Acumen Pharmaceuticals Highlights Enhanced Brain Delivery™ (EBD™) Program Data and Early Alzheimer’s Disease Insights at the Alzheimer’s Association International Conference (AAIC®) 2026

  • EBD™ bispecific antibodies targeting both AβOs and hTfR showed improved brain penetration compared to the native anti-AβO antibodies, which may enable administration with a low-volume delivery device and reduce the delivered dose required for efficacy
  • EBD candidate ACU401 achieves up to 40-fold greater frontal cortex exposure in non-human primates and significant increase in exposures in deep brain regions
  • No hematological safety signals observed in non-human primates, demonstrating low potential for anemia
  • ALTITUDE-AD patient experience data highlight unmet need in early Alzheimer's disease

NEWTON, Mass., July 15, 2026 (GLOBE NEWSWIRE) -- Acumen Pharmaceuticals, Inc. (NASDAQ: ABOS) (Acumen), a clinical-stage biopharmaceutical company developing novel therapeutics that target soluble amyloid beta oligomers (AβOs) for the treatment of Alzheimer’s disease (AD), today announced new findings presented at the Alzheimer's Association International Conference (AAIC®) 2026 in London. Following collaboration with JCR Pharmaceuticals Co., Ltd. (JCR) on EBD candidate development, studies demonstrated improved brain penetration of anti-AβO antibodies through transferrin receptor-mediated delivery across both mouse and non-human primate models. Additionally, research from early symptomatic AD patients highlighted the lived experience among ALTITUDE-AD trial participants and their study partners.

“Confirming our mouse data in non-human primates is a pivotal step for our EBD program," said Paul Shughrue, PhD, Vice President, Program Leader and Head of Research, Acumen Pharmaceuticals. “The degree of brain penetration we observed in cynomolgus monkeys, combined with preserved soluble amyloid beta oligomer selectivity and a clean hematological profile, exceeded our expectations and gives us strong confidence in the differentiated potential of our EBD program’s approach.”

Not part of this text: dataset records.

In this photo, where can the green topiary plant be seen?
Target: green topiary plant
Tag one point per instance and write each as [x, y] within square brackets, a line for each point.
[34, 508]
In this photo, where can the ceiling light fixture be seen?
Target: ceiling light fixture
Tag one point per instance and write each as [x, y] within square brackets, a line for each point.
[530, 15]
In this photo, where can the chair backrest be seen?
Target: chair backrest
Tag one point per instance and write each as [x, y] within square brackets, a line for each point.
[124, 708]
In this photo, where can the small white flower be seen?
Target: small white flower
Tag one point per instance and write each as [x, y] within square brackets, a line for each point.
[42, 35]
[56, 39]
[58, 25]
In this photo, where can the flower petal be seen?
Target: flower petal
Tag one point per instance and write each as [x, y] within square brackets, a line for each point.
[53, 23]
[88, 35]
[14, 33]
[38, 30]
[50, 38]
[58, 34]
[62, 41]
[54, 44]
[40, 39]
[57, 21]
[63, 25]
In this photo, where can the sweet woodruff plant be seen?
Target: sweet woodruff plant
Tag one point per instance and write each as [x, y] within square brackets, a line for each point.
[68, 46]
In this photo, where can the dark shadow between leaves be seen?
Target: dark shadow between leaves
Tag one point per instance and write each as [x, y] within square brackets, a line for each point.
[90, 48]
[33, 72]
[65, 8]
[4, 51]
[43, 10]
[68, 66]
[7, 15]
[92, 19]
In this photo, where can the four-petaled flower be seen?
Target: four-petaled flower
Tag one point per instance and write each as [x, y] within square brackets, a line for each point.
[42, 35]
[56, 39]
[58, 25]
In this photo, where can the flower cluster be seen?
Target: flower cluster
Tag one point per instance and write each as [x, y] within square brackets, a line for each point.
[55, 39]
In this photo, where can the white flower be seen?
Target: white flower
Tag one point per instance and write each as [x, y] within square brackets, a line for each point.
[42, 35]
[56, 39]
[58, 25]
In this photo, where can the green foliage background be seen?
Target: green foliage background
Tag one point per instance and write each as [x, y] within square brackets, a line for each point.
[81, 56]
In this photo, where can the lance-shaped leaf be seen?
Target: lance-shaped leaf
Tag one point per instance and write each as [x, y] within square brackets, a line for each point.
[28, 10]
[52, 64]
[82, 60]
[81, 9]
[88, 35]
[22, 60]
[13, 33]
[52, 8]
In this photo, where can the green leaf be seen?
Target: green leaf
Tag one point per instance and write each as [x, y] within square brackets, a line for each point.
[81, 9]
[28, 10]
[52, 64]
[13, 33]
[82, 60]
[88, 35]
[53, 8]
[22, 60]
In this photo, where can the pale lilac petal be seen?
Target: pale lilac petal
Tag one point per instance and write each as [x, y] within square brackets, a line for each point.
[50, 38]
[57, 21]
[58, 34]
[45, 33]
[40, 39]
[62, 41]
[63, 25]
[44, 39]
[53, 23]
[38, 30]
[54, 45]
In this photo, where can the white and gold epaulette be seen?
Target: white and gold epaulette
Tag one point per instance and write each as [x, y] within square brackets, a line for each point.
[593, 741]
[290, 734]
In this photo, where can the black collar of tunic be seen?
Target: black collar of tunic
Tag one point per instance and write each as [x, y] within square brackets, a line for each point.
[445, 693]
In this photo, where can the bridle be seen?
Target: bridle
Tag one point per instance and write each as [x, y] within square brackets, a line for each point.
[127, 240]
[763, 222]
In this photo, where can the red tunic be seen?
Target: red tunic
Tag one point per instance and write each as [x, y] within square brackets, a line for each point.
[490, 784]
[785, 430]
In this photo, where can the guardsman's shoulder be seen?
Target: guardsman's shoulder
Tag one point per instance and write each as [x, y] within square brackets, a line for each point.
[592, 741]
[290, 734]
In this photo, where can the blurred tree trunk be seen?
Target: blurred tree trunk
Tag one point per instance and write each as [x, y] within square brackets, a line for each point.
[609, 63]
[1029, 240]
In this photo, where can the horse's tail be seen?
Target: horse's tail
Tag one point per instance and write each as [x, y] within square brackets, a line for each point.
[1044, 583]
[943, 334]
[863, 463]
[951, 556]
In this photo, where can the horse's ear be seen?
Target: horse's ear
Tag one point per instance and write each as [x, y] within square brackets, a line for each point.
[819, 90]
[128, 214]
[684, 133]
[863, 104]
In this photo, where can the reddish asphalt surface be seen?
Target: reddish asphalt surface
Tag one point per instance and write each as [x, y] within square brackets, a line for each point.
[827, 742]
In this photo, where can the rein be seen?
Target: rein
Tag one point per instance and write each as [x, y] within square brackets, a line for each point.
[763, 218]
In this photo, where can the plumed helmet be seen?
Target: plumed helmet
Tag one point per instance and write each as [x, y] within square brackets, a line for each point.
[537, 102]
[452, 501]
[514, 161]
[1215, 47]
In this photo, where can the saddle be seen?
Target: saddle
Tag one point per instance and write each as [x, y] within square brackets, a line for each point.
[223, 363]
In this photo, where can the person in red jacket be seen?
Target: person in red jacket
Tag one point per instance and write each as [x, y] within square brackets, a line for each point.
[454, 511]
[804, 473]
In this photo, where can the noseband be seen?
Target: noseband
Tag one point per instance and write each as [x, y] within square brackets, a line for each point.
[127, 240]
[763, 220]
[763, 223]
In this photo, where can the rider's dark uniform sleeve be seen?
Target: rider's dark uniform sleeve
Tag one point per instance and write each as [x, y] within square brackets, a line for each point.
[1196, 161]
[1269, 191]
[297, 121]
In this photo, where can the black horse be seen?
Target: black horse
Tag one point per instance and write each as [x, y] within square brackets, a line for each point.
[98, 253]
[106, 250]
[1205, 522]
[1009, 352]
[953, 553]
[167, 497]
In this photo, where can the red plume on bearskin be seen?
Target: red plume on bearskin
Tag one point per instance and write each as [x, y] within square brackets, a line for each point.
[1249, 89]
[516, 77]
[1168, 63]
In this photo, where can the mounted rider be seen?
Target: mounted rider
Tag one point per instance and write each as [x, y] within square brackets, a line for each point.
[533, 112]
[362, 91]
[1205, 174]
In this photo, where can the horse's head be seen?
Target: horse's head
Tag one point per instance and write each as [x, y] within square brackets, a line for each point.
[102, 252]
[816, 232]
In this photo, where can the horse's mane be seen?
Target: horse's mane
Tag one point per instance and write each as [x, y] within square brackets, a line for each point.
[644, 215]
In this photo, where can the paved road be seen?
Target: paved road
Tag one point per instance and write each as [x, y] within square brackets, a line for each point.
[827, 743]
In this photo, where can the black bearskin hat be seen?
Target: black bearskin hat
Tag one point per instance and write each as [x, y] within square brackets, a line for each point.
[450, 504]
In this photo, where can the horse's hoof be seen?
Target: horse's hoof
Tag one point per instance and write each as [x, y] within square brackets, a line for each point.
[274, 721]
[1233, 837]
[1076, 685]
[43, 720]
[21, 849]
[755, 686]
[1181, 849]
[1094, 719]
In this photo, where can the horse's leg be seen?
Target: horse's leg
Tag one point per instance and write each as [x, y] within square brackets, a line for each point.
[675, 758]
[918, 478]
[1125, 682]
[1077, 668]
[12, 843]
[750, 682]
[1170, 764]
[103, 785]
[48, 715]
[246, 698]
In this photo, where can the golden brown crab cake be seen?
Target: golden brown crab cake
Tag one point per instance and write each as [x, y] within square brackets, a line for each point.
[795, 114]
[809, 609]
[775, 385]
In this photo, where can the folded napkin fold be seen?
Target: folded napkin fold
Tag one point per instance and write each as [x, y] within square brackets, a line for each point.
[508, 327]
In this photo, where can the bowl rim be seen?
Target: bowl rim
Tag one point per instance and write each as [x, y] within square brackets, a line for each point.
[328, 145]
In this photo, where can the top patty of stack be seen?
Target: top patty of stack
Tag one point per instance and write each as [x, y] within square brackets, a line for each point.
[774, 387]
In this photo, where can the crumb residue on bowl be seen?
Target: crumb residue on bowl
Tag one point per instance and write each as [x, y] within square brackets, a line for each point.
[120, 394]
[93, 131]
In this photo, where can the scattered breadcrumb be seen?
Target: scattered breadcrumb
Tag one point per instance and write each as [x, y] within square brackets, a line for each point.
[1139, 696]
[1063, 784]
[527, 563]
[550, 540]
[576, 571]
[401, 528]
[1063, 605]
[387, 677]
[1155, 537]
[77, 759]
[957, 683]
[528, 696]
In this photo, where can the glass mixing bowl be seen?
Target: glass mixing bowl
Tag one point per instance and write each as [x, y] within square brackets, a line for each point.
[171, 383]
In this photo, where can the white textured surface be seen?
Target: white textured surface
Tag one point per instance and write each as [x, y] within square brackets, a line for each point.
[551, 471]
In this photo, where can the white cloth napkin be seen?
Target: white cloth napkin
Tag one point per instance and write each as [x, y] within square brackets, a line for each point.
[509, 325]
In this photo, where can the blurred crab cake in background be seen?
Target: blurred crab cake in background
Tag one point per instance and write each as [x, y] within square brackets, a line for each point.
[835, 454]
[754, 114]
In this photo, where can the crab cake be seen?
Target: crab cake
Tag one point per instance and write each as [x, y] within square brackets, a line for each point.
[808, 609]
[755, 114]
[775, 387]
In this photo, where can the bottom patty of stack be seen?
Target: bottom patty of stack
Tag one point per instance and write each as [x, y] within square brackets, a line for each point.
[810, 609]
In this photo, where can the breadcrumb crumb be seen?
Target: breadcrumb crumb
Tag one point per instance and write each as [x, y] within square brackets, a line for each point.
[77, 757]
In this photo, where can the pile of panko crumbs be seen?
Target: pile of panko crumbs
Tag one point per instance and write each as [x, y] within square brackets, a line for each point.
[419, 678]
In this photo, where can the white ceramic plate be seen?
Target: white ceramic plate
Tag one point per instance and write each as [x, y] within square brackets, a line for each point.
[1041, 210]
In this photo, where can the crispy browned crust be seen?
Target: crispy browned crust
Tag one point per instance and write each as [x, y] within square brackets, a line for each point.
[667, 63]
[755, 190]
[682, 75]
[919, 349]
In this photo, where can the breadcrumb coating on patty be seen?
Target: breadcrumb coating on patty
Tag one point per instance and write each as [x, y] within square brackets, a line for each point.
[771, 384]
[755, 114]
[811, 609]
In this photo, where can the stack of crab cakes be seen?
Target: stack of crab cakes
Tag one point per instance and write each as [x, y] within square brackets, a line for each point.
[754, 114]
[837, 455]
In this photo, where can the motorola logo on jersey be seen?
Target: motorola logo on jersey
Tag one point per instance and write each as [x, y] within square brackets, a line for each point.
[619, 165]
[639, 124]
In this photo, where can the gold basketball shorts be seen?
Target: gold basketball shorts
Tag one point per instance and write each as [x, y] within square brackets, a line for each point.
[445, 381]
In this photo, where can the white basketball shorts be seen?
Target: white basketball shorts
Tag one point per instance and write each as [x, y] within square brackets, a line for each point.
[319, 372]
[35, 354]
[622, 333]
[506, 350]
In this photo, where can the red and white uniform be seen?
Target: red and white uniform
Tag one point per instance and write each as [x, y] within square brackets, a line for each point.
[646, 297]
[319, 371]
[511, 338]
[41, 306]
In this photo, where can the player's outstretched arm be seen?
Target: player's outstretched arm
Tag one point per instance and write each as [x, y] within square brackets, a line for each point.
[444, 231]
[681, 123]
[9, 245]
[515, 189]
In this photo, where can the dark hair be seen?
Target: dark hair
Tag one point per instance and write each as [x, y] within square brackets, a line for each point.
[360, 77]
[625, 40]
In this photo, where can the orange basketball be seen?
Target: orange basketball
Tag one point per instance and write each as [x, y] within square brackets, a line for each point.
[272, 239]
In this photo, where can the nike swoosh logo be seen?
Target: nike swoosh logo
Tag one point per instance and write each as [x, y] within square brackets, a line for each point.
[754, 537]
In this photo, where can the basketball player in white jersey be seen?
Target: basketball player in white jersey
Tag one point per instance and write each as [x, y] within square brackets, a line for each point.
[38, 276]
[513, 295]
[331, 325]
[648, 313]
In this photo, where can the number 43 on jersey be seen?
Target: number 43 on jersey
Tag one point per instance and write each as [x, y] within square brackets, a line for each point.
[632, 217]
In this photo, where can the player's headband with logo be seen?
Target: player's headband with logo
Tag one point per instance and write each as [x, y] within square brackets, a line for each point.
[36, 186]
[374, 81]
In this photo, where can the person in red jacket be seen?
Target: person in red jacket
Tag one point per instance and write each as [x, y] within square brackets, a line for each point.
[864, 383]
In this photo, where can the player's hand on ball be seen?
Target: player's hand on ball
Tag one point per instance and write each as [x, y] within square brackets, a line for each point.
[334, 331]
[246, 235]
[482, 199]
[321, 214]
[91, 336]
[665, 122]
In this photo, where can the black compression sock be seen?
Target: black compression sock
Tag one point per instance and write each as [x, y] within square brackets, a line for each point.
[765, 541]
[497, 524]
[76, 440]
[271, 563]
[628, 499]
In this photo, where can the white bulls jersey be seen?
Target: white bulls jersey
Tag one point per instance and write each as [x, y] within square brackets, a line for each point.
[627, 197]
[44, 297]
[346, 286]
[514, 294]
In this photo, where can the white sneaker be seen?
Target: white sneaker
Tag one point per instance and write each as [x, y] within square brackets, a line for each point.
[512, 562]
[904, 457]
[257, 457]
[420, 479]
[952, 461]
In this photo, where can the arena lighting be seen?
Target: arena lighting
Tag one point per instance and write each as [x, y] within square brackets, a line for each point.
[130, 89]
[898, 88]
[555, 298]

Acumen’s presentation details are as follows:

Utilizing the Transferrin Receptor-Mediated Transport System for Enhanced Brain Delivery of anti-Aβ Oligomer Antibodies

To evaluate transferrin receptor (TfR)-mediated brain delivery, Acumen and JCR developed and characterized anti-AβO antibody fusion proteins incorporating J-Brain Cargo®, JCR’s clinically validated platform targeting the TfR, to facilitate brain uptake in humanized TfR mice. Fusion with anti-TfR fragments did not alter AβO affinity or selectivity. All EBD constructs achieved substantially higher brain levels than native anti-AβO antibodies, with each construct displaying a unique pharmacokinetic profile. Systemic absorption was confirmed after subcutaneous dosing and constructs retained the ability to bind Aβ species of interest in human AD brain tissue. These findings support the continued advancement of lead EBD candidates and efforts to advance a construct to clinical trials.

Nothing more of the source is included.